Blog10: MISC — An overview of the ELF format

9 min readMay 6, 2023

Definition of the ELF format

The ELF (Executable and Linkable Format) format is the main binary format in use on modern Linux systems.

What is ELF mainly used for?

Executables: These are binary files that contain machine code to be executed directly by the operating system.
Shared libraries: ELF is also used for shared libraries, which are collections of functions and data that can be used by multiple programs simultaneously.
Object files: These are intermediate files generated during the compilation of a program. Object files contain machine code, data, and other information needed for linking with other object files or shared libraries to create an executable or a shared library.

ELF files for executables

An ELF file for an executable program (rather than a shared library or an object file) must always contain a program header table near the start of the file, after the ELF header, each entry in this table provides information that is needed to run the program.
In this article, we will focus on ELF executables.

Components of ELF executables:

The ELF Header:

An ELF header resides at the beginning and holds a “road map” describing the file’s organization, the ELF header is a structure that contains the metadata of the file.

At the beginning of the file, we have what’s called E_IDENT, 16 bytes that describe how the ELF file needs to be parsed. For example, this is the E_IDENT part of an executable that just calls a function (exit(0)).

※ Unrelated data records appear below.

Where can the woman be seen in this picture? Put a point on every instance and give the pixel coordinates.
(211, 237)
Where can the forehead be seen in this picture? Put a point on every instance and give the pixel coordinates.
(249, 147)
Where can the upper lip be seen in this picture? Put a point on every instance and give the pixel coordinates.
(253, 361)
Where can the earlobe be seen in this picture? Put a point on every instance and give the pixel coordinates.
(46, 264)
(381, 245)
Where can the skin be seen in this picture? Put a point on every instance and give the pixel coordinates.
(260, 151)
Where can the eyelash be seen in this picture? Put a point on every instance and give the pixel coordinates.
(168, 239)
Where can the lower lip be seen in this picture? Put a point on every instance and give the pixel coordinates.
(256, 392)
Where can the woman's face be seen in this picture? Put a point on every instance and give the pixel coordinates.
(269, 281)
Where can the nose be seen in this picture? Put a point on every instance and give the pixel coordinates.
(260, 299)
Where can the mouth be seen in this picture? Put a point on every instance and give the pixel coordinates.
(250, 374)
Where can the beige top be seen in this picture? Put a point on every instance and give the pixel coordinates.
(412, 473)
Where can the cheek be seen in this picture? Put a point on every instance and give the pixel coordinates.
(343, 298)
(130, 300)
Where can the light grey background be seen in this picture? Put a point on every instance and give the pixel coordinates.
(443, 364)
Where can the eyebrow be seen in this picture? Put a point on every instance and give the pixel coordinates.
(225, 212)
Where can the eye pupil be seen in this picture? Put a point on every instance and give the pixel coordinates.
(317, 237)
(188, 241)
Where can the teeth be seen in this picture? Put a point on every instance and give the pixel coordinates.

The first four bytes contain a magic number, these bytes are the same for all ELF files and help you quickly verify whether a file actually is an ELF file.
The next byte specifies the class of the ELF file whether it’s a 32-bit ELF or a 64-bit ELF file (EI_CLASS). In this case, it’s set to 2 and so we are looking at a 64-bit ELF file.
The next byte specifies the data encoding used in the file, 01 means that the least significant byte comes first and 02 means that the most significant byte comes first.
Next, we have the version byte, this has always been set to 1 since the 80s because ELF has always been at version 1.
The next byte is not important to us and the one following it is almost never used so we just skip over it.
Finally, we have the last 7 bytes which are simply used as padding and don’t serve any other purpose than that.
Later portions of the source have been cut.